Муж ее, невысокий, плотный крепыш лет шестидесяти с лишком, громогласный, широколицый, бровастый, обветренный, производил на первый взгляд несколько устрашающее впечатление, но был добрейшим существом. Каждое утро, выходя на улицу, он неизменно крестился, и я уверен, что он всегда молился на ночь. В церковь он ходил только по большим праздникам, а по воскресеньям просто слушал богослужение по радио.

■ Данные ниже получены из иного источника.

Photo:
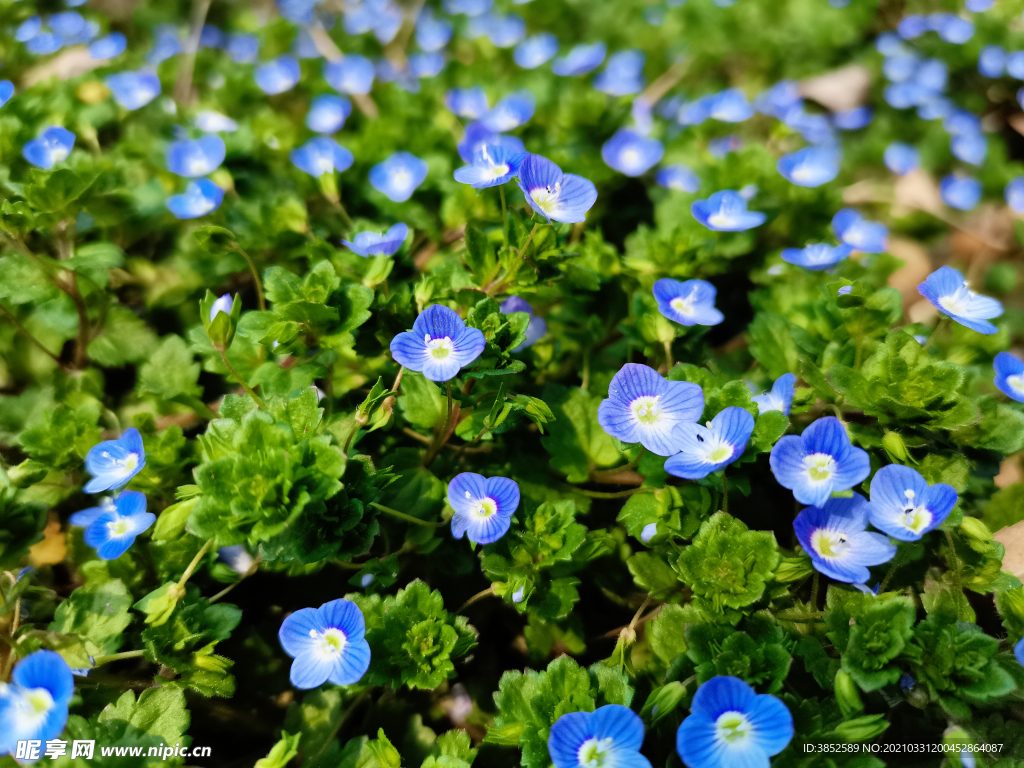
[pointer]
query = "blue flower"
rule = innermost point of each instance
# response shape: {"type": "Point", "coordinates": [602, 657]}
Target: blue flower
{"type": "Point", "coordinates": [538, 326]}
{"type": "Point", "coordinates": [194, 158]}
{"type": "Point", "coordinates": [1010, 376]}
{"type": "Point", "coordinates": [398, 176]}
{"type": "Point", "coordinates": [556, 196]}
{"type": "Point", "coordinates": [704, 450]}
{"type": "Point", "coordinates": [780, 397]}
{"type": "Point", "coordinates": [836, 538]}
{"type": "Point", "coordinates": [818, 256]}
{"type": "Point", "coordinates": [327, 643]}
{"type": "Point", "coordinates": [901, 159]}
{"type": "Point", "coordinates": [111, 46]}
{"type": "Point", "coordinates": [492, 166]}
{"type": "Point", "coordinates": [818, 462]}
{"type": "Point", "coordinates": [948, 292]}
{"type": "Point", "coordinates": [610, 735]}
{"type": "Point", "coordinates": [52, 145]}
{"type": "Point", "coordinates": [536, 50]}
{"type": "Point", "coordinates": [372, 244]}
{"type": "Point", "coordinates": [353, 74]}
{"type": "Point", "coordinates": [133, 90]}
{"type": "Point", "coordinates": [200, 198]}
{"type": "Point", "coordinates": [113, 463]}
{"type": "Point", "coordinates": [730, 725]}
{"type": "Point", "coordinates": [439, 344]}
{"type": "Point", "coordinates": [114, 530]}
{"type": "Point", "coordinates": [483, 506]}
{"type": "Point", "coordinates": [725, 211]}
{"type": "Point", "coordinates": [643, 408]}
{"type": "Point", "coordinates": [623, 74]}
{"type": "Point", "coordinates": [320, 156]}
{"type": "Point", "coordinates": [631, 154]}
{"type": "Point", "coordinates": [904, 506]}
{"type": "Point", "coordinates": [34, 705]}
{"type": "Point", "coordinates": [689, 303]}
{"type": "Point", "coordinates": [581, 60]}
{"type": "Point", "coordinates": [851, 227]}
{"type": "Point", "coordinates": [678, 176]}
{"type": "Point", "coordinates": [811, 166]}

— Да перестаньте же, черт возьми, шуметь! — кричал он и стучал кулаком по столу, если во время передачи ему казалось, что в доме недостаточно тихо. Всякие роскошества были ему ненавистны — за исключением копченой баранины, оладий и нюхательного табака в умеренных дозах. Кофе он любил, но обычно ограничивался одной чашкой: надо экономить! Он работал — и все еще работает — подметальщиком улиц и мусорщиком, «штатным служащим Города», как он сам выражался, считая, что за такое счастье во времена кризиса и безработицы надо благодарить бога.
— Они знают, что я голосую правильно! — важно сообщал он, угощая меня нюхательным табаком.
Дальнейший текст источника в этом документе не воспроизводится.